Indeed, there was good reason for confidence in those early days; for never had a young nation looked forth upon a more heartening prospect. The primitive hamlets of Colonial days had been replaced by a multitude of substantial towns, the somber wilderness by a prosperous farming country. The power of a thousand rivers was turning the wheels of as many mills or factories, and to the natural wealth of America was added the increase of a mighty commerce with other nations. By the Louisiana Purchase and the acquisition of Florida her territory was vastly increased, and still her sturdy pioneers were pressing eagerly into more spacious lands beyond the Mississippi. Best of all, this enlarging nation, once a number of scattered colonies holding each to its own course, was now the Union; her people were as one in their patriotism, their loyalty, their intense conviction that the brave New World experiment in free government, once scoffed at as an idle dream, was destined to a glorious future. American democracy was not merely a success; it was an amazing triumph. Moreover, this democracy, supposed to be the weakest form of government, had already proved its power; it had sent its navy abroad to humble the insolent Barbary States, and had measured the temper of its soul and the strength of its arm in the second war with Great Britain.

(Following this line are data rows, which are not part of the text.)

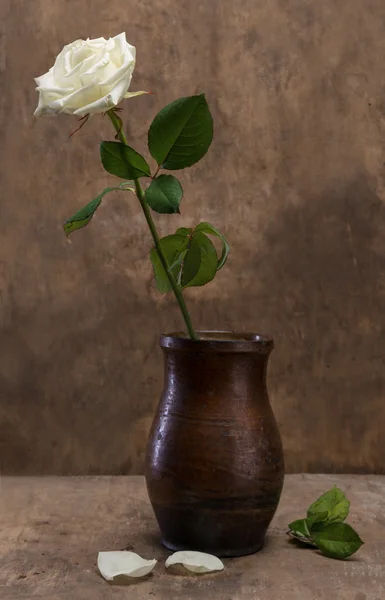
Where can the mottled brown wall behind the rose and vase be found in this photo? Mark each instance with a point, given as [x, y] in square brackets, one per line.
[295, 179]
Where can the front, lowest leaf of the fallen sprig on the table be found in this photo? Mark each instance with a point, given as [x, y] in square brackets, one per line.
[337, 540]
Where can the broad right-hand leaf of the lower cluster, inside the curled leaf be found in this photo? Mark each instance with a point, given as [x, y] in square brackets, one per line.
[201, 260]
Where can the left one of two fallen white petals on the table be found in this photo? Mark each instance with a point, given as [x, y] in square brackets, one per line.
[112, 564]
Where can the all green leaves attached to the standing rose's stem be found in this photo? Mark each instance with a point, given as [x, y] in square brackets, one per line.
[178, 137]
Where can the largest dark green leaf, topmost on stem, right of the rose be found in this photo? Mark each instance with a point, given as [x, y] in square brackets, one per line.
[181, 133]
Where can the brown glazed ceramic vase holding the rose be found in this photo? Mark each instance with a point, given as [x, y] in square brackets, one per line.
[214, 464]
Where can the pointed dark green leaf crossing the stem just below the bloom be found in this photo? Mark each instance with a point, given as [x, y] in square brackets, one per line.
[123, 161]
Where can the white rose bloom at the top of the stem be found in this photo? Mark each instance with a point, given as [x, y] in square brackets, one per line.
[88, 77]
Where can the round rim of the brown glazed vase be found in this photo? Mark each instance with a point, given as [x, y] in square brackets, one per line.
[222, 341]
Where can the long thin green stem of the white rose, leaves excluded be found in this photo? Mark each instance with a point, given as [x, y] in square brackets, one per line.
[150, 222]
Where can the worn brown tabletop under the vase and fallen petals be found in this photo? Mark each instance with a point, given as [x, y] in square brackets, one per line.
[52, 528]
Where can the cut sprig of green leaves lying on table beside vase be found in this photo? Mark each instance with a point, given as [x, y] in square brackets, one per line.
[324, 526]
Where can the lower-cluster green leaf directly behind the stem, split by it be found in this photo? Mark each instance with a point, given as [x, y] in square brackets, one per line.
[174, 247]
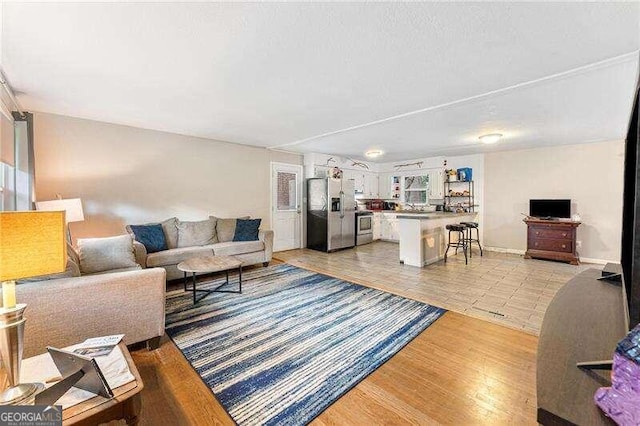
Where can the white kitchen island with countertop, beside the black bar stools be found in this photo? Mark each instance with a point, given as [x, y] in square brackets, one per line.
[423, 236]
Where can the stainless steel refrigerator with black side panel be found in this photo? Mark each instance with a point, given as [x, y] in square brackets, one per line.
[331, 214]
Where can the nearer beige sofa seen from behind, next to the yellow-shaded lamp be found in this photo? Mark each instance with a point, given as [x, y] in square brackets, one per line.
[67, 310]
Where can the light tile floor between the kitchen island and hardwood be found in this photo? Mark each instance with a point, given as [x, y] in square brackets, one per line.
[499, 287]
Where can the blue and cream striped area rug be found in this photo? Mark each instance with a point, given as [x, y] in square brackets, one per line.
[293, 342]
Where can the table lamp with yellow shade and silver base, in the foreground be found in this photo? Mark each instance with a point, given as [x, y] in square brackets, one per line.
[31, 244]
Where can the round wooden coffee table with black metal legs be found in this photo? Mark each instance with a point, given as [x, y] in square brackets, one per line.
[206, 265]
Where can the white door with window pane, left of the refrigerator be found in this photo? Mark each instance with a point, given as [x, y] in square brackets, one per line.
[286, 208]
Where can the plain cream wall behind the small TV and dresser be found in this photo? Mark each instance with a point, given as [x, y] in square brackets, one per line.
[591, 175]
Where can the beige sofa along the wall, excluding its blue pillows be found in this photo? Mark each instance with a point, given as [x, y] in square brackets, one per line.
[203, 238]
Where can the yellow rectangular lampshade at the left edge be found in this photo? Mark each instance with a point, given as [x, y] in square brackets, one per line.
[31, 244]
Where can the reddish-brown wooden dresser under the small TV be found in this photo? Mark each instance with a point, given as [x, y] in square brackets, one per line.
[552, 239]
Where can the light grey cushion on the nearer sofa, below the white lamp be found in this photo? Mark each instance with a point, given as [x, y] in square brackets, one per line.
[105, 254]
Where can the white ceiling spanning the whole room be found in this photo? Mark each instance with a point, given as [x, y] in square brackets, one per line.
[333, 77]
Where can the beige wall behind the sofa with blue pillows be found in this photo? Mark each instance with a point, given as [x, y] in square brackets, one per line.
[129, 175]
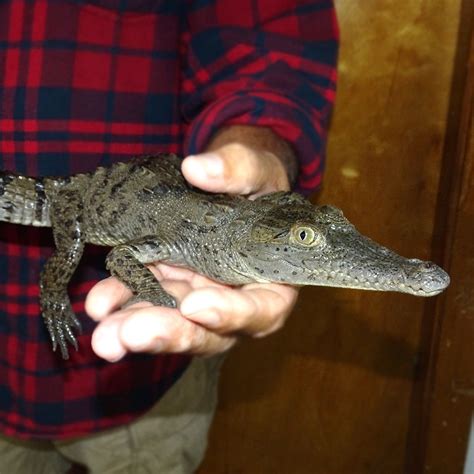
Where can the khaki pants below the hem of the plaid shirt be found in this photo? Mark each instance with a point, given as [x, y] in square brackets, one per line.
[169, 439]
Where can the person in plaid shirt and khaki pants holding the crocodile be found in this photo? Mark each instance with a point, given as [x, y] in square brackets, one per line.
[244, 91]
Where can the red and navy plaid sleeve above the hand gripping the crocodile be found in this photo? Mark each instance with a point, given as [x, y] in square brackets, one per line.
[267, 63]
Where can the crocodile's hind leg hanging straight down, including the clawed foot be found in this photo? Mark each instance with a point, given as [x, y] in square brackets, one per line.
[56, 307]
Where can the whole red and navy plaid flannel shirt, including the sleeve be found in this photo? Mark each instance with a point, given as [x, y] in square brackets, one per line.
[84, 84]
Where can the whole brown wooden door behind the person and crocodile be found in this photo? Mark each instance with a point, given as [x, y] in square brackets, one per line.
[357, 381]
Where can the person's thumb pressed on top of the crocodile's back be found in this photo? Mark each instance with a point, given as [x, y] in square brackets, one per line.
[235, 169]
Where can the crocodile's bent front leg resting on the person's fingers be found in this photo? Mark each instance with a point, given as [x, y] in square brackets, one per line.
[126, 262]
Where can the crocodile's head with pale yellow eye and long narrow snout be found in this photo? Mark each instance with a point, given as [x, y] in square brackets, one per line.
[296, 242]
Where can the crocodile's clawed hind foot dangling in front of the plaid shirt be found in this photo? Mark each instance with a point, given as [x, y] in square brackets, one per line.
[60, 321]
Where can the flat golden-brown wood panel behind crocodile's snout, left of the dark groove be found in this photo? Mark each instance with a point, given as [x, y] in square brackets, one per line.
[331, 392]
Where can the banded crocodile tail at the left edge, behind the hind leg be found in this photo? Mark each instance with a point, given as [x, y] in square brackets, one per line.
[24, 200]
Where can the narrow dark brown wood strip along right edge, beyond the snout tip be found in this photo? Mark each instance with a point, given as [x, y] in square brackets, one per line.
[448, 402]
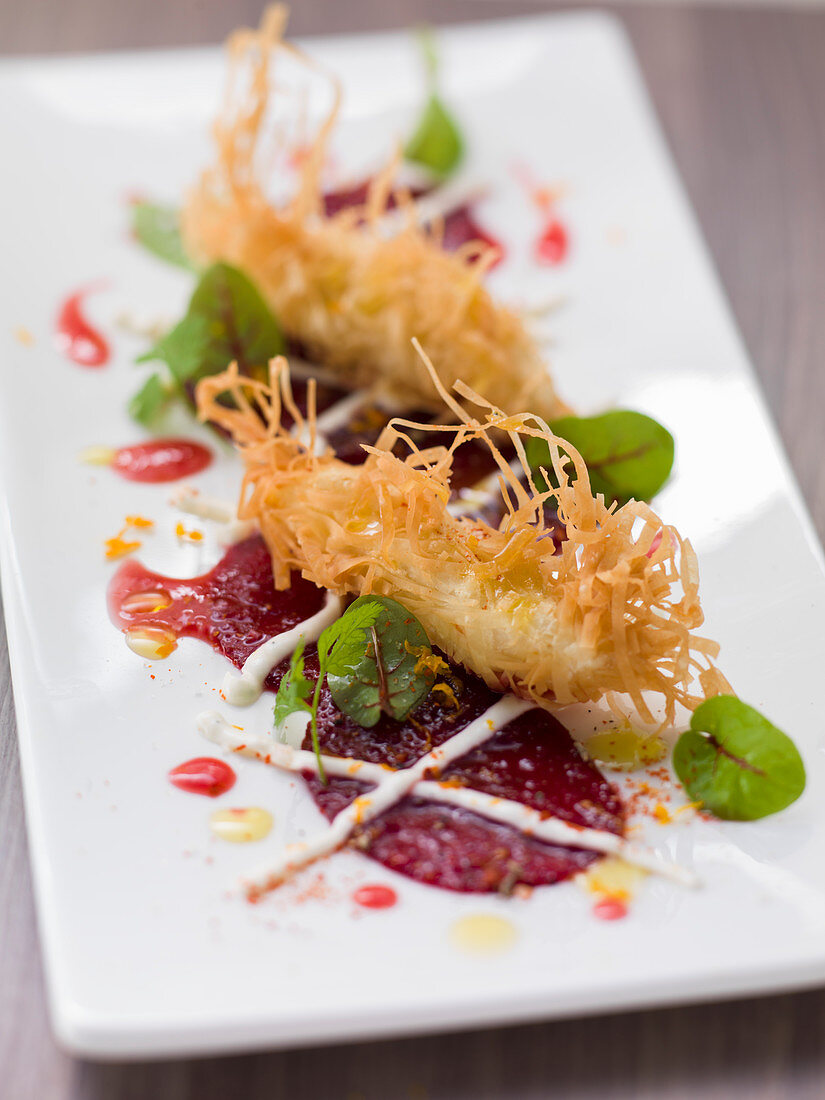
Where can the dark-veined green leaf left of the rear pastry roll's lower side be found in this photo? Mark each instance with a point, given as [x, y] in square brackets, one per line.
[227, 320]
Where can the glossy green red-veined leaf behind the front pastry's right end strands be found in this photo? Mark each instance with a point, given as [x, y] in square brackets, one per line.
[629, 456]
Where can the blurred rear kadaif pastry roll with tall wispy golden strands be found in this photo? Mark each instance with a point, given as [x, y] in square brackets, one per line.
[349, 294]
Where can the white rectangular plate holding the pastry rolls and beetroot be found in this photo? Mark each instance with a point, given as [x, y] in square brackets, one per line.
[148, 950]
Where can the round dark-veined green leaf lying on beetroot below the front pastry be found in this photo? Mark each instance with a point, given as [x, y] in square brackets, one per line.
[372, 672]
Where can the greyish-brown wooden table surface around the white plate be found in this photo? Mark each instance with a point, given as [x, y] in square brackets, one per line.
[742, 97]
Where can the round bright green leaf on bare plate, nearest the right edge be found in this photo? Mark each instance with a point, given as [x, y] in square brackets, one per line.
[736, 763]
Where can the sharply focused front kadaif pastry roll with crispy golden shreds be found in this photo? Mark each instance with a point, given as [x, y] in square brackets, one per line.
[614, 611]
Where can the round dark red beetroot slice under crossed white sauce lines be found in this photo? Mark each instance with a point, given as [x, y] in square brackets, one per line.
[533, 760]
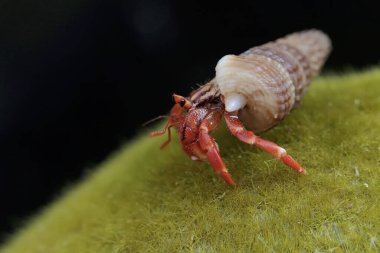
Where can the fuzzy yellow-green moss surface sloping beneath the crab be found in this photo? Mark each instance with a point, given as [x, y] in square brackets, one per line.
[146, 200]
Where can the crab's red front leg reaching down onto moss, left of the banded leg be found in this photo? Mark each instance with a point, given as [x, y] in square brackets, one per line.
[208, 144]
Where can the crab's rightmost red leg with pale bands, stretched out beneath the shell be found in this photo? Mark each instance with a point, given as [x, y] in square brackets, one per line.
[238, 130]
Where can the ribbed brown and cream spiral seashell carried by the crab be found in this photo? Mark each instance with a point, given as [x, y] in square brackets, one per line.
[266, 82]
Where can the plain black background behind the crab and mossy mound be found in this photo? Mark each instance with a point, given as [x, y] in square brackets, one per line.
[79, 77]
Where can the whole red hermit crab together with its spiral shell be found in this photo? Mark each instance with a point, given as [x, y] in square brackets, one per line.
[253, 92]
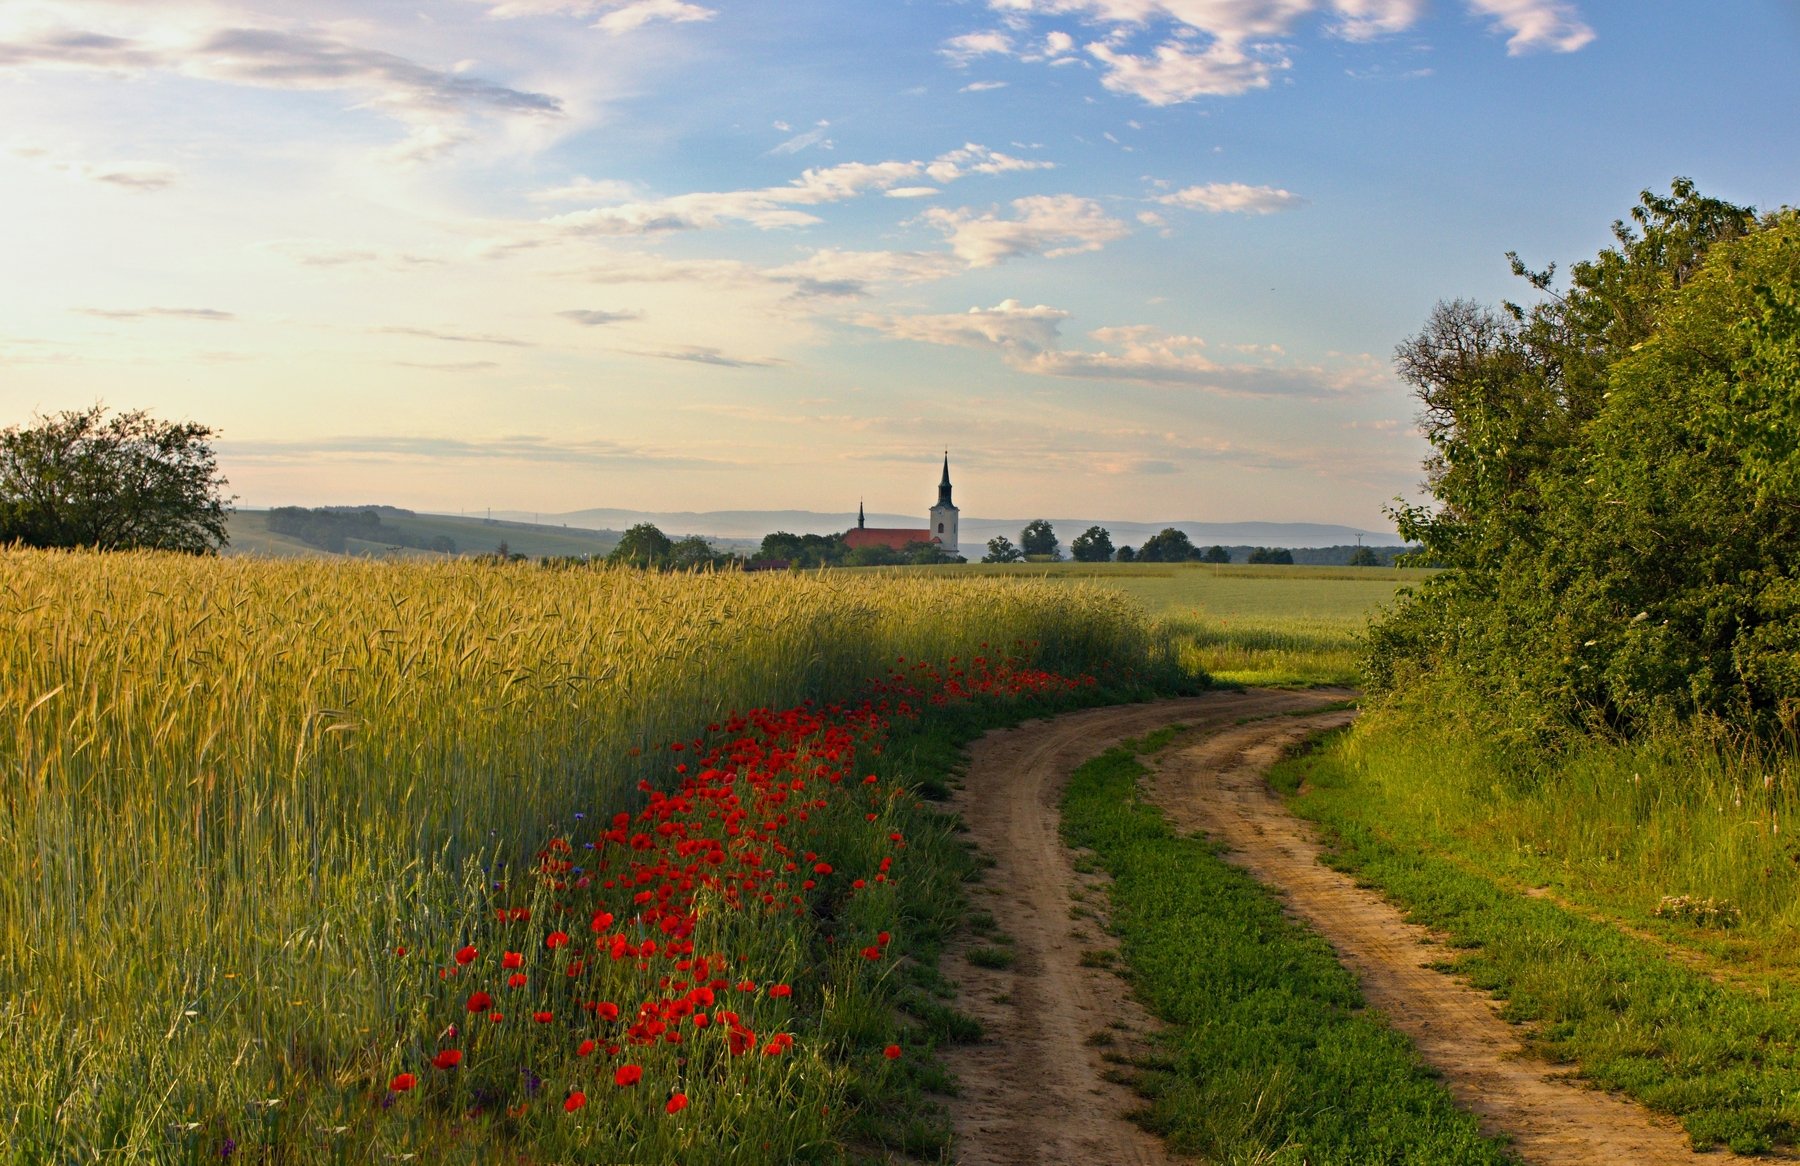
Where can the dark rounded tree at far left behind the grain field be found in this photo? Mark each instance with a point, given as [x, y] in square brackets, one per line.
[84, 480]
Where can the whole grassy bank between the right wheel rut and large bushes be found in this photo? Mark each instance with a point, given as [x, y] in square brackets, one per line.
[1696, 1021]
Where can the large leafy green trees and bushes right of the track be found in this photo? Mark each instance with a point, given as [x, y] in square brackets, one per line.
[1615, 480]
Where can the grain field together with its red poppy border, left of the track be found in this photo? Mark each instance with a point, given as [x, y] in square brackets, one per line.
[274, 830]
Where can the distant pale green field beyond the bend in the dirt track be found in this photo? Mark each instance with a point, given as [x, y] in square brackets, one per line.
[1245, 625]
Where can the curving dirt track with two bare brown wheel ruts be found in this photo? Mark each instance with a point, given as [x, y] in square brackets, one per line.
[1038, 1093]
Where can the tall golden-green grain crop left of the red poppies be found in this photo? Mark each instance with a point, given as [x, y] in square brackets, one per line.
[229, 787]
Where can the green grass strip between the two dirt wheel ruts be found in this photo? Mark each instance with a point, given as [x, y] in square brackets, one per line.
[1272, 1057]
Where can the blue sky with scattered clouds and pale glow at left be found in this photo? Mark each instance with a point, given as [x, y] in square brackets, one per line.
[1144, 260]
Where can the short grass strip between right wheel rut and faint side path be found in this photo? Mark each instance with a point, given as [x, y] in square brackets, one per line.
[1722, 1059]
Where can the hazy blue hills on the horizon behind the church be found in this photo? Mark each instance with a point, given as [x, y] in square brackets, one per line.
[976, 532]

In fine, the New World had brought forth a hopeful young giant of a nation; and its hopefulness was reflected, with more of zeal than of art, in the prose and poetry of its literary men. Just as the enthusiastic Elizabethan spirit reflected itself in lyric or drama after the defeat of the Armada, so the American spirit seemed to exult in the romances of Cooper and Simms; in the verse of Pinckney, Halleck, Drake and Percival; in a multitude of national songs, such as "The American Flag," Warren's Address, "Home Sweet Home" and "The Star-Spangled Banner." We would not venture to liken one set of writings to the other, for we should be on the weak side of an Elizabethan comparison; we simply note that a great national enthusiasm was largely responsible for the sudden appearance of a new literature in the one land as in the other.